Oh yeah I just thought I would post some pictures of our property. It's almost 7 acres inside a highly urbanized area. So take a guess at how much that cost. But we will never make it and will be living with our parents the rest of our life.

By the way that property is paid in full we have no payments on it and cost more then most will make in 1-2 seasons. 

Bash all you want we don't care. and no I will not go out and waste my money on brand new trucks that I do not have a use for so you guys can say I am professional. Like another person said all I need is rope saw saddle and some rigging blocks and I can do 90% of what others do with the $100,000+ dollars truck.

Because as I said before I actually know how to climb.

So get bash me all you want I am already ten steps ahead of most and I have a good idea most of your trucks look worse then mine, because I have yet to so hardly any pics on here whenever people ask to see pics of your trucks and the way that a lot of you talk like you are high and mighty if you had nice trucks they would be posted everywhere. So you could show off how superior you are.


By the way I am just under 30 years old and have done more then a lot of people will do in there whole life. In many cases you can put 2-3 peoples lives together and I have done more.
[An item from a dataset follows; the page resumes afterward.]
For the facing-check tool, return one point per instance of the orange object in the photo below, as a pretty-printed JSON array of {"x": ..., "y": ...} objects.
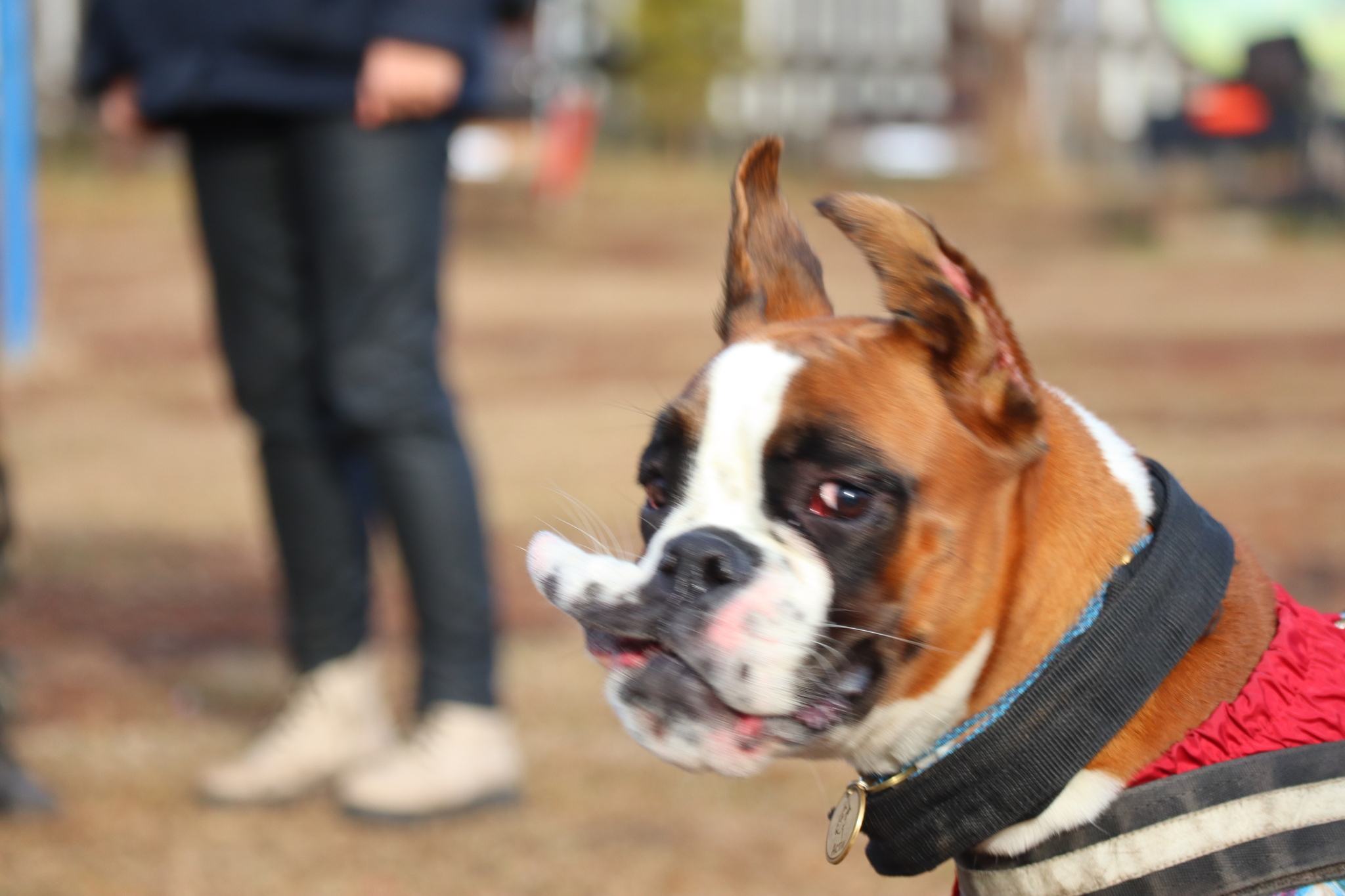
[
  {"x": 1228, "y": 110},
  {"x": 568, "y": 133}
]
Oh yeah almost forgot you are all welcome. It is because of people like me that you all can live in the sheltered little life you livein and believe that the only things that matter in life are you and your shiny new second mortgages(your trucks).

No need to thank me! Just thank everyone you see that has fought for your right to be an @$$


----------



## TKO-KID (Jan 12, 2009)

since we are going to our website and looking at stump cuts.

Look at that the stump is cut flat and it went where I wanted, But nothing was in the way of getting hit. Oh No Another Hack Job.

So i guess because I cut that one flat and used my wedges when felling that I must be the greatest tree cutter ever. 

Again get over yourself and don't pic and choose which pic to show, if there is another pic that looks just fine.

Well I wish I had all the time in the world to sit on here and talk about how I am a legend in my own mind like most on here. But I actually have a business to run. So even though it is winter I still have work to do, even if it is less then in the season. 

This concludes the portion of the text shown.